Damn it, the harlot had deserved to die! Her very existence was an offense against God, and Burdette did not, would not, feel remorse for her. But he'd never counted on all those other deaths, and somehow it had never occurred to him that he wouldn't know whether his men had even bee
n found, much less identified. He'd been so sure, so confident, God would insure their success, as He'd insured their success against the Mueller dome. Now he didn't know, but if the bitch had lived, if Satan had somehow preserved her yet again, or if Martin or Taylor had been identified...
He swore again, then snapped his mouth shut and begged God to forgive his doubts, the unseemly panic he couldn't shake.
But God said nothing, and Burdette groaned deep in his throat at His silence.
Edward Martin sat in the small, bare cell and stared numbly at nothing. He'd been stripped to his underwear, his hands were cuffed behind him, and his head was a pounding drum filled with dull pain, but his captors had treated him far more gently than he'd expected. Than he'd wanted them to. The horror of what he'd done was a bleeding wound, oozing black despair and self-hate that cried out for punishment, and punishment had been denied him.

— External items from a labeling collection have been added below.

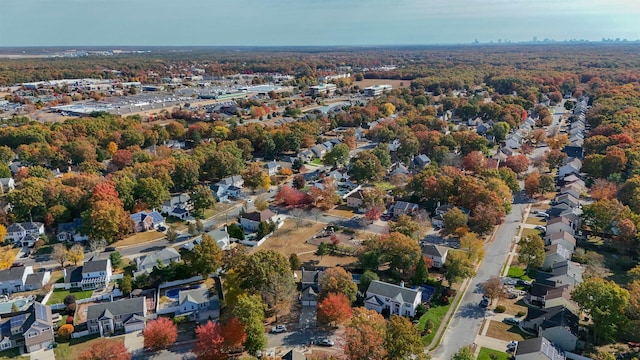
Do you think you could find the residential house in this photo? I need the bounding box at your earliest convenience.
[264,160,280,176]
[544,231,576,253]
[240,209,276,231]
[135,247,182,274]
[347,190,364,212]
[0,178,16,194]
[413,154,431,169]
[536,261,584,287]
[364,280,422,317]
[161,194,193,220]
[393,201,420,218]
[542,243,572,269]
[6,222,44,247]
[129,210,164,232]
[422,244,449,268]
[523,305,579,351]
[62,259,113,290]
[87,297,147,336]
[56,218,89,242]
[514,336,566,360]
[0,302,54,353]
[300,268,322,306]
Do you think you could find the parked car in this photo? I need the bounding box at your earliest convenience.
[271,325,287,334]
[318,339,335,346]
[502,318,520,325]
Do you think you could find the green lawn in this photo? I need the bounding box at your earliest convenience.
[0,348,29,360]
[507,267,535,281]
[418,304,454,346]
[47,290,93,305]
[478,347,511,360]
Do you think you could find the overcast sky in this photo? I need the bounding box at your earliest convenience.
[0,0,640,46]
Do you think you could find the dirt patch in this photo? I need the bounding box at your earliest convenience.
[353,79,411,89]
[487,320,525,341]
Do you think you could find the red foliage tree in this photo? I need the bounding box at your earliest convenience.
[318,294,352,326]
[193,321,228,360]
[221,317,247,351]
[504,155,529,174]
[78,339,131,360]
[142,317,178,351]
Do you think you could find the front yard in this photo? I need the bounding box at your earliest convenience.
[47,290,93,305]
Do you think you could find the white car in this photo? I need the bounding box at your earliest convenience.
[271,325,287,334]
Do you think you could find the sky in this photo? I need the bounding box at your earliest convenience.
[0,0,640,47]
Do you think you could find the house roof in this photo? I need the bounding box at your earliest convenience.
[515,337,565,360]
[367,280,422,303]
[87,297,146,320]
[82,259,111,274]
[422,244,449,258]
[242,209,276,222]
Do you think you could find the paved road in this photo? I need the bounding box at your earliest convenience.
[432,192,527,360]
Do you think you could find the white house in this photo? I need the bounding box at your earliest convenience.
[364,280,422,316]
[6,222,44,247]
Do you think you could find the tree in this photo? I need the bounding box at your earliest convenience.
[360,270,380,292]
[343,308,387,360]
[442,207,467,234]
[118,274,133,296]
[241,162,271,191]
[384,315,428,359]
[191,185,216,219]
[322,144,349,167]
[451,346,476,360]
[571,277,629,344]
[233,294,267,354]
[51,244,69,267]
[185,234,222,278]
[389,214,420,238]
[444,252,475,287]
[462,151,487,174]
[193,321,228,360]
[67,244,84,266]
[142,317,178,351]
[518,234,545,269]
[78,339,131,360]
[504,155,529,174]
[318,293,352,327]
[482,276,504,302]
[319,267,358,303]
[524,171,540,198]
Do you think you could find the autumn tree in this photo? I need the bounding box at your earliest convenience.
[241,162,271,191]
[319,267,358,303]
[318,293,352,326]
[78,338,131,360]
[518,234,545,269]
[185,234,222,278]
[342,308,388,360]
[571,277,629,344]
[384,315,429,360]
[142,317,178,351]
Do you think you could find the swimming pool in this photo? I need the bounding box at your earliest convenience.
[0,299,29,314]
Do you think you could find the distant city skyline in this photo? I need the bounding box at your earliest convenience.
[0,0,640,47]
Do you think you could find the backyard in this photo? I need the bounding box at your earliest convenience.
[47,290,93,305]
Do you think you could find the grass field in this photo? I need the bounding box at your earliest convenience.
[418,304,453,346]
[111,230,164,247]
[47,290,93,305]
[478,347,511,360]
[53,337,124,360]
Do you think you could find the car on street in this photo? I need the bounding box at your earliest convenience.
[271,325,287,334]
[318,339,335,346]
[502,318,520,325]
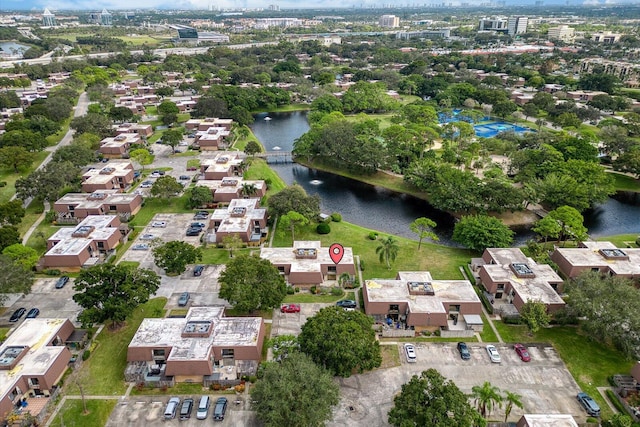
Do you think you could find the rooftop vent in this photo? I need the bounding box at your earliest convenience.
[511,262,536,279]
[407,282,436,295]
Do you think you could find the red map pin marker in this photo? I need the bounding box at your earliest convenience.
[329,243,344,264]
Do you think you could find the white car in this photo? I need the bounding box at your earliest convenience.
[487,344,502,363]
[404,344,418,363]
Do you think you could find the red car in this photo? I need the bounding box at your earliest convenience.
[280,304,300,313]
[513,344,531,362]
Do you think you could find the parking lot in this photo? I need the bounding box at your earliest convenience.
[328,343,586,427]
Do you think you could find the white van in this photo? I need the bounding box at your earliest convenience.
[196,396,211,420]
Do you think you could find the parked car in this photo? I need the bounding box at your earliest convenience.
[458,342,471,360]
[336,299,358,308]
[56,276,69,289]
[180,397,193,420]
[513,344,531,362]
[193,265,204,276]
[487,344,502,363]
[9,307,27,322]
[178,292,191,307]
[213,397,227,421]
[404,343,418,363]
[25,307,40,319]
[576,392,600,417]
[196,395,211,420]
[164,397,180,420]
[280,304,300,313]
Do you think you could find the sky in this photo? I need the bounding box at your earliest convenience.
[0,0,635,12]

He sat in the hard, metal chair bolted to the floor, and the eternity he'd laid up for himself in Hell sat with him. He'd killed the Reverend. He hadn't meant to, hadn't planned to, hadn't even known Reverend Hanks would be there! But none of that mattered. He'd laid his hands on the weapons of violence in God's name, and Satan had taken him in the cruelest snare of all, used him to destroy God's chosen steward.

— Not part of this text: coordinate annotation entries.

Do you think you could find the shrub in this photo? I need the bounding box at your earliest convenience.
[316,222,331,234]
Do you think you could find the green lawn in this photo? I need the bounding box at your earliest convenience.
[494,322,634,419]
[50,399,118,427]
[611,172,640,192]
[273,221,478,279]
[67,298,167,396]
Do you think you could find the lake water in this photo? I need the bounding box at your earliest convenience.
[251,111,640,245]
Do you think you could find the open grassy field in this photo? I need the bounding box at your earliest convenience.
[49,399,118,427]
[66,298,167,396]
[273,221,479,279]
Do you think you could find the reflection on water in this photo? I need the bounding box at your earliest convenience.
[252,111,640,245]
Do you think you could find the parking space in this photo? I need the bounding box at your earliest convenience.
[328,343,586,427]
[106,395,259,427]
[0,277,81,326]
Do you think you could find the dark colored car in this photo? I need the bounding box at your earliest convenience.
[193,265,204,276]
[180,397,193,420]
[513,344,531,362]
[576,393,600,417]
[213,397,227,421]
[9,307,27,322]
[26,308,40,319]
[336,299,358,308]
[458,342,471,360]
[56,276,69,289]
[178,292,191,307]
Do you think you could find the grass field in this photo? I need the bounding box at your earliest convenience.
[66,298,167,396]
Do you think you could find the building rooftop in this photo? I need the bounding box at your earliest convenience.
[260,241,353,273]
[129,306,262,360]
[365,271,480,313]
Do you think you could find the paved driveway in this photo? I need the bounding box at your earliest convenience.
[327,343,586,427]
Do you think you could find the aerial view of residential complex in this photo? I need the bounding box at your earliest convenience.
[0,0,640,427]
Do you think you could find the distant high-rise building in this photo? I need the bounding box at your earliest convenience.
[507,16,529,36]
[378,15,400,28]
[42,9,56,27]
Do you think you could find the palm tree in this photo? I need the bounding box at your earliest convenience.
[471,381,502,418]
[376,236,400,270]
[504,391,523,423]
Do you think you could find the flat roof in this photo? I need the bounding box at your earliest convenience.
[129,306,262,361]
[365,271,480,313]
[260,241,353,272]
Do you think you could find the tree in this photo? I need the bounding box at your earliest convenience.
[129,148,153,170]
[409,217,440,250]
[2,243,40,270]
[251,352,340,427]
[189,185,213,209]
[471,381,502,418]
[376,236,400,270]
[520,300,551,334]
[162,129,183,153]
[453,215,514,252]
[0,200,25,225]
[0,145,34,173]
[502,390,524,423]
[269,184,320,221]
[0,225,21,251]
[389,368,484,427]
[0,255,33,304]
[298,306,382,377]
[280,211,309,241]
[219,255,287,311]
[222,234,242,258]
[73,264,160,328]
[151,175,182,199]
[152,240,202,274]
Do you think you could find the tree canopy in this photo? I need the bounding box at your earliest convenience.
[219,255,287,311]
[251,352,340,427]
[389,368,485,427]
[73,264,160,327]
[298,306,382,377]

He'd been so sure, so certain, he'd heard God's voice. Had it truly been Satan's all along? And if it had, what did that say about Lady Harrington? Was she the Devil's tool? She still could be, he thought desperately. She could! Satan's laughter would rock Hell at the thought of using his tool to trick Martin into destroying the head of God's Church. But... what if she wasn't? What if Reverend Hanks had been right all along, that God's will, not Satan's, had sent her to Grayson? Had he allowed his own fear to blind him and listened to Satan's lies as God's Own truth?